The U.A.E. is among oil exporters including Iran, Venezuela and Indonesia that are looking to shift their currency reserves into euros or price the commodity in the 12-nation currency. The dollar pared some of its losses after government data showed sales of new homes rose more than economists forecast last month.
"The report is hard evidence that diversification is happening," said Shaun Osborne, chief currency strategist at TD Securities Inc. in Toronto. "This is negative for the dollar in a broad sense as it reflects falling confidence in the currency."
The dollar fell to $1.3127 per euro at 1:33 p.m. in New York from $1.3098 yesterday. The U.S. currency also declined to 118.72 yen from 119.15. The euro traded at 155.85 yen, from 156.04, after touching a record 156.43 on Dec. 21. The dollar has declined 9.7 percent versus the euro this year and risen 0.8 percent against the yen.
The U.A.E. will switch 8 percent of its foreign-exchange reserves from dollars into euros before September, U.A.E. Central Bank Governor Sultan Bin Nasser al-Suwaidi said during a Dec. 24 interview in Abu Dhabi. The U.A.E. has started "in a limited way" to sell part of its dollar reserves, he said.
The total value of the U.A.E.'s current reserves is $24.9 billion, 98 percent in dollars and 2 percent in euros, al-Suwaidi said.
The share of foreign-exchange deposits held in dollars by OPEC oil producers, including Saudi Arabia and the U.A.E., fell to a two-year low of 65 percent during the second quarter, from 67 percent in the first quarter, Bank for International Settlements figures released earlier this month show.
China slowed purchases of Treasuries in the last two years even as its foreign exchange reserves surpassed $1 trillion, the largest in the world. Central banks in Russia, Switzerland and New Zealand are diversifying away from the dollar and into yen after the Japanese currency reached a 10-month low against its biggest trading partners in October.
"It's the first time we've actually seen some numbers behind" their statements, said C.J. Gavsie, vice president of North American foreign exchange sales at BMO Capital Markets in Toronto. "It's adding force to dollar weakness going forward."
The dollar pared some of its losses after a government report showed sales of new homes rose to an annual rate of 1.047 million last month from a revised 1.013 million in October. It compared with the median forecast of 1.018 million in a Bloomberg survey.

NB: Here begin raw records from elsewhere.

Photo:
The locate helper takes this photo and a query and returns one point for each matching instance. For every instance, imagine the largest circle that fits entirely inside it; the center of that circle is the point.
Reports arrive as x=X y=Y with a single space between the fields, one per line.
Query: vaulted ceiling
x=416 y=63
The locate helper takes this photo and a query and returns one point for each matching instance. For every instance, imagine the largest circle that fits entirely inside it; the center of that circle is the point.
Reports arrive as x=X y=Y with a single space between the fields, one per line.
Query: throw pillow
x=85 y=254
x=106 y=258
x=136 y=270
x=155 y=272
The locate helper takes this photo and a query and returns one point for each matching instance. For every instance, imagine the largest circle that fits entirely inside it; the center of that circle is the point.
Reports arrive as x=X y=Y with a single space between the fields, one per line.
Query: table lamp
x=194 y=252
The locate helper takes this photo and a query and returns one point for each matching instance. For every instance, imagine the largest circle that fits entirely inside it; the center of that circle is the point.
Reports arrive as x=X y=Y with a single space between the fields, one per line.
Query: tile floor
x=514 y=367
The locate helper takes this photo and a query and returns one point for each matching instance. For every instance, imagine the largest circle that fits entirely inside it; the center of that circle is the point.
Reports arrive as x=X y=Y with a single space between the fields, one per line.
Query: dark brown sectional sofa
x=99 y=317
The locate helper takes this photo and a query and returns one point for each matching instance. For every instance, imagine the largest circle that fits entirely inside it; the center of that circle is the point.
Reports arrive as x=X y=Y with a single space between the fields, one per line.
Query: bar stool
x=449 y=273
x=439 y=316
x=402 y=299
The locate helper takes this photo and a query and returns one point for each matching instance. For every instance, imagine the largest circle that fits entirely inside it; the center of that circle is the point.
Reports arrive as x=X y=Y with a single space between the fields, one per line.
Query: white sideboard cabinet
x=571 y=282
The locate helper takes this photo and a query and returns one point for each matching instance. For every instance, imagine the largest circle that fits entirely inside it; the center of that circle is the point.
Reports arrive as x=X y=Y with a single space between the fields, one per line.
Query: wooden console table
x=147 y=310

"The housing market stopped deteriorating," said Brian Dolan, research director at Forex.com, a unit of online currency trading firm Gain Capital in Bedminster, New Jersey, which has about $250 million worth of funds under management. "The report points to some resilience in the housing sector. I am in the dollar bull camp."
The Fed has left borrowing costs at 5.25 percent for the past four policy meetings, after a two-year cycle of rate increases. The European Central Bank has raised rates six times in a year, to 3.5 percent. The Bank of Japan lifted its benchmark in July for the first time in almost six years, to 0.25 percent.
Interest-rate futures show traders see a 23 percent chance the Fed will lower its overnight target lending rate between banks by a quarter-percentage point to 5 percent in March, down from a 28 percent likelihood before the report. The odds are up from 11 percent on Dec. 14.
The yen also gained against the dollar and the euro after a Jiji Press report suggested the BOJ will push rates higher at its January meeting because of better-than-expected data yesterday.
"The Jiji report is spurring yen buying," said Nobuo Ibaraki, deputy general manager of foreign exchange at Nomura Trust & Banking Co. Ltd., a unit of Japan's largest brokerage. "Expectations for an interest-rate hike had receded. So the Jiji report will have a big impact on the yen." Japan's currency may strengthen to 118 per dollar today, he said.
Jiji correctly predicted 10 days before the BOJ's meeting last week that policy makers would keep rates unchanged. The central bank will consider lifting the benchmark to 0.5 percent from 0.25 percent when it announces its next decision on Jan. 18, Jiji Press reported, citing unnamed sources.
Slovakia's koruna is the world's top-performing currency this year, rising 22 percent against the dollar. Iceland's krona is the biggest loser, dropping about 12 percent.